"Le yuan n'est pas prêt à détrôner le dollar"

Par Propos recueillis par Nabil Bourassi  |   |  640  mots
Claude Meyer est l'auteur de Chine, banquier du monde.
Claude Meyer, conseiller Asie auprès de l’Ifri (Institut français des relations internationales), professeur à Sciences Po, auteur de "La Chine, banquier du monde"(Fayard), explique à La Tribune que la Chine a pour ambition de devenir une grande puissance financière. Mais la nécessaire réforme de son système financier et sa volonté d'agir très progressivement risquent de prendre du temps avant d'aboutir à une libéralisation de son système de change.

Comment analysez-vous la succession de dévaluations du cours pivot du yuan, cette semaine ?

Les marchés ont été pris par surprise par cette annonce. Mais il y a deux niveaux de lecture de ces décisions. Il s'agit d'abord d'un ballon d'oxygène pour les entreprises exportatrices chinoises. Mais la deuxième lecture est à mon avis plus importante puisque l'objectif est plus structurel et plus stratégique. Il s'agit de conférer au yuan un statut international. Car si le yuan s'est beaucoup internationalisé depuis quelques années, il reste encore d'importants obstacles en matière de contrôle des changes. Aujourd'hui, la Banque centrale chinoise est clairement en train de conduire le yuan vers une gestion libéralisée et davantage orientée par le marché. Mais la Chine ne va pas libéraliser le yuan du jour au lendemain, elle va ainsi procéder par petits pas. L'objectif est que le FMI intègre le yuan dans son panier de monnaies des Droits de Tirage Spéciaux (DTS), et in fine faire du yuan une monnaie de réserve à part entière. Ce statut donnera ainsi à la Chine sa place de grande puissance, y compris financière.

Avec ses énormes réserves de change, la Banque centrale chinoise a parfaitement les moyens d'agir sur le niveau du yuan...

En effet, fin 2013, elle disposait de près de 4.000 milliards de dollars de réserves de change. Depuis, ce niveau a baissé, mais la Chine bénéficie toujours d'une force de frappe considérable.

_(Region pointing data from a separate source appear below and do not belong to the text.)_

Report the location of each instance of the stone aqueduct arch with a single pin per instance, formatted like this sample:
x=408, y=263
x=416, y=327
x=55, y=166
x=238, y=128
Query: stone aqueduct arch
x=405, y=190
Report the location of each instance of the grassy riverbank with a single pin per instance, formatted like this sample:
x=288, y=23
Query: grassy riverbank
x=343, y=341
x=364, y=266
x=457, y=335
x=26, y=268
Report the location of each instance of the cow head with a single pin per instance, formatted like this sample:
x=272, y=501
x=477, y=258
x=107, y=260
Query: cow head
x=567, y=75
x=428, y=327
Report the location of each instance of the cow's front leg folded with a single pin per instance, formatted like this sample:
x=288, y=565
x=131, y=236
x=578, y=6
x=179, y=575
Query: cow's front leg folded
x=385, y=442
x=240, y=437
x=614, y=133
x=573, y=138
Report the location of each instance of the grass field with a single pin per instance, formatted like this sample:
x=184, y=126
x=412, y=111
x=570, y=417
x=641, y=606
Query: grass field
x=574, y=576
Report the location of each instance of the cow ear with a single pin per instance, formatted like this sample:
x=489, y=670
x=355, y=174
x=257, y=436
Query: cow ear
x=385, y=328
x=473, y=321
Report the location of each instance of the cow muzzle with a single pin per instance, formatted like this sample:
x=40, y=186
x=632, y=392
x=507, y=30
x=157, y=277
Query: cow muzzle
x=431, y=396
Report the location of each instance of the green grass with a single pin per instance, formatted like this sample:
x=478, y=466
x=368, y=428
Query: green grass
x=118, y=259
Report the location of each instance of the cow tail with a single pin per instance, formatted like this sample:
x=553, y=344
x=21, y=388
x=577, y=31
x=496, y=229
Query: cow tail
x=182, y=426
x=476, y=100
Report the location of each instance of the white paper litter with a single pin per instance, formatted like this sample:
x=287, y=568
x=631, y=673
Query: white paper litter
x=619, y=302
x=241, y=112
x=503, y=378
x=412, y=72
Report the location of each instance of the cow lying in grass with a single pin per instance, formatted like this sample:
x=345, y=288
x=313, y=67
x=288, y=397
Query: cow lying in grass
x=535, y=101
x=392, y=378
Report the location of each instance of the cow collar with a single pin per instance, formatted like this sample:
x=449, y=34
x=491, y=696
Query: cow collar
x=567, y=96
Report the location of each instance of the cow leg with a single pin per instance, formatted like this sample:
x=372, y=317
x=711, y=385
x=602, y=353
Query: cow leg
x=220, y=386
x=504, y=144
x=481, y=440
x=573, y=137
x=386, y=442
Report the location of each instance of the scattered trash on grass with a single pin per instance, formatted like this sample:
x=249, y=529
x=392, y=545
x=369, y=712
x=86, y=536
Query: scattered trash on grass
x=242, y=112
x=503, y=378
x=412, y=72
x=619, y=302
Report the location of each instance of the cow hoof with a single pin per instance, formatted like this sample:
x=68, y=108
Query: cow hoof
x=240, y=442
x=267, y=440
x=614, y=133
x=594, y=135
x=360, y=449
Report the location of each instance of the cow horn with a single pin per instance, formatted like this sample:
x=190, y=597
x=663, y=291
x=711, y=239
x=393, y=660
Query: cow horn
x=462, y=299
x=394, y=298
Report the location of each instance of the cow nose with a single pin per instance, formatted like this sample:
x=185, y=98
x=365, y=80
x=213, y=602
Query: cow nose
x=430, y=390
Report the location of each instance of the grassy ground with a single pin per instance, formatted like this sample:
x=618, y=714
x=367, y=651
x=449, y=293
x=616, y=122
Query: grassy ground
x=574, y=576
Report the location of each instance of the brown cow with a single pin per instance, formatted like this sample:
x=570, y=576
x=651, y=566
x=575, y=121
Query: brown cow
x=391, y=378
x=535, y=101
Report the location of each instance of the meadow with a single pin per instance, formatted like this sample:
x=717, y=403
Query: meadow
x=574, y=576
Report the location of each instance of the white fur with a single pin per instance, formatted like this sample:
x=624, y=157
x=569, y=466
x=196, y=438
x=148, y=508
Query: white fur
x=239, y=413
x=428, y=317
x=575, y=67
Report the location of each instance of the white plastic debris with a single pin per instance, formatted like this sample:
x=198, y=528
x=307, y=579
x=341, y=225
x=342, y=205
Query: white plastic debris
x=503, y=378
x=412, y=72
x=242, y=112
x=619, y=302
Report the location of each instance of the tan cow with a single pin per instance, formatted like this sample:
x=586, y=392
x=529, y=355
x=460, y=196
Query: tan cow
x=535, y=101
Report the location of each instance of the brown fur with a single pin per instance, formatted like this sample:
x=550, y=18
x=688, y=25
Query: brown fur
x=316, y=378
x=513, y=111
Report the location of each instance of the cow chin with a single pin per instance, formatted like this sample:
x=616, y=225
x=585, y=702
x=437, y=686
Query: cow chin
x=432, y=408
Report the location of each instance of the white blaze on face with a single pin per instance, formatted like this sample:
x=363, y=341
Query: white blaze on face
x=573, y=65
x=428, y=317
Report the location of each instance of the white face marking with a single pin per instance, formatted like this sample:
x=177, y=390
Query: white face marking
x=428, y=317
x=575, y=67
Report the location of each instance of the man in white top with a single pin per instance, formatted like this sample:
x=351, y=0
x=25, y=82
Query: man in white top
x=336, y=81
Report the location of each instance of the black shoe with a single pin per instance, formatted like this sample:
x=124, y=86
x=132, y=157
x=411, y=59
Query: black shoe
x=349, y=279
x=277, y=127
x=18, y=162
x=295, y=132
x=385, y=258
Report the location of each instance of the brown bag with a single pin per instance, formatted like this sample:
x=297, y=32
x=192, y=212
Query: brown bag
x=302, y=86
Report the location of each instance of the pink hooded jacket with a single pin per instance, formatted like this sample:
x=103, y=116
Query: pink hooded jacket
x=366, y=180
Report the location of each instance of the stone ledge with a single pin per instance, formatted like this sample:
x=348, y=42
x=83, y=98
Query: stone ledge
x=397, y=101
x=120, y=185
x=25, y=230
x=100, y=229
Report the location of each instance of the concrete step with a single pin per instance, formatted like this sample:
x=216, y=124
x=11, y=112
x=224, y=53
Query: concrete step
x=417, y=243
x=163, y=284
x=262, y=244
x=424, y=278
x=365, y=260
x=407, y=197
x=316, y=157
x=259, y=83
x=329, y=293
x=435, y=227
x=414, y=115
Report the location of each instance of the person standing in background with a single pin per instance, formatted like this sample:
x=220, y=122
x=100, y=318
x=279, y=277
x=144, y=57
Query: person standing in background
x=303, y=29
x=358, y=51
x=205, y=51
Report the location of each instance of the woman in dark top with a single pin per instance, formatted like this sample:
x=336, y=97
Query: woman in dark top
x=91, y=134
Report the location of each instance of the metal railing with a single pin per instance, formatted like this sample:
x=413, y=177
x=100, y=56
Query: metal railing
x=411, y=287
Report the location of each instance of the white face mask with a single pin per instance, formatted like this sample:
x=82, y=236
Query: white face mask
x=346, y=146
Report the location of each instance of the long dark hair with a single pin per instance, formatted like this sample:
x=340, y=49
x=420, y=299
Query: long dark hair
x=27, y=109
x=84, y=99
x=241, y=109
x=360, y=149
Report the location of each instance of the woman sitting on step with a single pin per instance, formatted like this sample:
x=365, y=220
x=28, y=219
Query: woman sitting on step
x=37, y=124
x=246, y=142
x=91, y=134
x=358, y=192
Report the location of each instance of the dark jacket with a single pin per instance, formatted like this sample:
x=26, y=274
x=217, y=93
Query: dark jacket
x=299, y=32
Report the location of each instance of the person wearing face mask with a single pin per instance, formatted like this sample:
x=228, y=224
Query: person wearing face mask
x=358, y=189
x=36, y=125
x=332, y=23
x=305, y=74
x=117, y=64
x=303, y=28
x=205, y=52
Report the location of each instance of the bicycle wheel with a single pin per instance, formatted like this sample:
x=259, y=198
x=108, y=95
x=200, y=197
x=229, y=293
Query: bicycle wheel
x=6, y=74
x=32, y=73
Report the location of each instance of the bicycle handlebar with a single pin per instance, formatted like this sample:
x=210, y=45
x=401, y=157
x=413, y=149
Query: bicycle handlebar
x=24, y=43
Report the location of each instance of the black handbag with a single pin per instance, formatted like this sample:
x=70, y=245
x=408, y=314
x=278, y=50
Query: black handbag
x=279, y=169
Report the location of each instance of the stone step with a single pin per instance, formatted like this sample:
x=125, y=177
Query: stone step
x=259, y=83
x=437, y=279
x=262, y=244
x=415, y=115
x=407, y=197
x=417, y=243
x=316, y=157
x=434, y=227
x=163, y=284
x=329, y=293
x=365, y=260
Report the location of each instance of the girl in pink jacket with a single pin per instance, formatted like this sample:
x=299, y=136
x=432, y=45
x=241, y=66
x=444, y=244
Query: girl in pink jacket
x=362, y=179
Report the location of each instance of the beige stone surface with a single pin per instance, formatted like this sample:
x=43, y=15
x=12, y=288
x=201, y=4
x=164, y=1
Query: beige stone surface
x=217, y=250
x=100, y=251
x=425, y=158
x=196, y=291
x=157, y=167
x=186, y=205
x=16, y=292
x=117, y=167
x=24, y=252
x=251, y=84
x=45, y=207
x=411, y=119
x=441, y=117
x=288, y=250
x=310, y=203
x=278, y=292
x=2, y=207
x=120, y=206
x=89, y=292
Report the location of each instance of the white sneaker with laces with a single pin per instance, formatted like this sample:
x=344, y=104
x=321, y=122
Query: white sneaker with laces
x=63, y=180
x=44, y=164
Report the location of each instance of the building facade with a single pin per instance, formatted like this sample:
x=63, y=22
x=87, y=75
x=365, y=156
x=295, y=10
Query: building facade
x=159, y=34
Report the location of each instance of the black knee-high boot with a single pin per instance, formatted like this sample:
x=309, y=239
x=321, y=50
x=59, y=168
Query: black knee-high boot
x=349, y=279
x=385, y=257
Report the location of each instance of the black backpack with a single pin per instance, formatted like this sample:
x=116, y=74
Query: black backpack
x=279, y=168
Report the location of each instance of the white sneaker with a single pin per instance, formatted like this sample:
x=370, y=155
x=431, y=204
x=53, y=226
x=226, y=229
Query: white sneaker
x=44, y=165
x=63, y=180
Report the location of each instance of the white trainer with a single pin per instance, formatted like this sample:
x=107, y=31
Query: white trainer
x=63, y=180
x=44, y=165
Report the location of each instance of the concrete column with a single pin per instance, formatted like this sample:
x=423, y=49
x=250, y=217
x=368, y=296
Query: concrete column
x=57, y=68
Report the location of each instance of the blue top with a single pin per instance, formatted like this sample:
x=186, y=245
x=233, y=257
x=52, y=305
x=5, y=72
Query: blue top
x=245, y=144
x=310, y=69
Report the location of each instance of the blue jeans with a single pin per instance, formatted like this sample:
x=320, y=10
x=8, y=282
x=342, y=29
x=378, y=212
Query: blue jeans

La Banque centrale pourra-t-elle continuer à ne donner aucune visibilité aux marchés dans l'optique d'un yuan plus flottant ?

Il est certain que non seulement elle devra avoir une politique plus lisible, mais qu'elle devra également davantage prendre en compte les anticipations des opérateurs de marché. Cette semaine, elle a voulu prendre le marché par surprise pour éviter des sorties massives de capitaux. A termes, si la Chine adopte vraiment un système de change flottant, elle ne pourra plus agir ainsi. D'autant que cette succession de dévaluations, puis d'interventions pour stopper la baisse, ont poussé les opérateurs à se poser de nombreuses questions sur la capacité de la banque centrale à mener une politique de change.

Cette lisibilité de la politique monétaire n'implique-t-elle pas que la Chine adopte une vraie culture de transparence et de communication, ce qui lui fait défaut aujourd'hui?

C'est une culture à acquérir. La crise boursière a été gérée de façon très administrée et autoritaire... Le système financier chinois est encore très peu liquide, archaïque et peu connecté aux marchés internationaux.

Dès lors, le yuan a-t-il vocation à devenir une monnaie internationale ?

La Chine a deux priorités. D'abord la croissance, qui est un gage de stabilité sociale. C'est encore plus vrai aujourd'hui avec le ralentissement annoncé cette année. Sa seconde priorité est la stabilité des marchés financiers, tout en poursuivant leur libéralisation. Elle se veut extrêmement prudente dans la libéralisation des contrôles des changes. Elle tient cela de l'expérience tirée de la crise asiatique de la fin des années 1990, fruit d'une libéralisation précipitée. C'est pour cela qu'elle veut agir de manière progressive. Aujourd'hui, le yuan ne peut prétendre à devenir une monnaie internationale à cause de marchés financiers peu profonds et également peu liquides. Mais, il y a aussi le manque de confiance des investisseurs internationaux dans un pays encore très marqué par un régime autoritaire capable de décisions économiques arbitraires. Notons toutefois que la Chine bénéficie encore d'une grande capacité d'épargne, ce qui renforce sa puissance financière. Mais au rythme où vont les choses, le yuan n'est pas prêt à détrôner le dollar.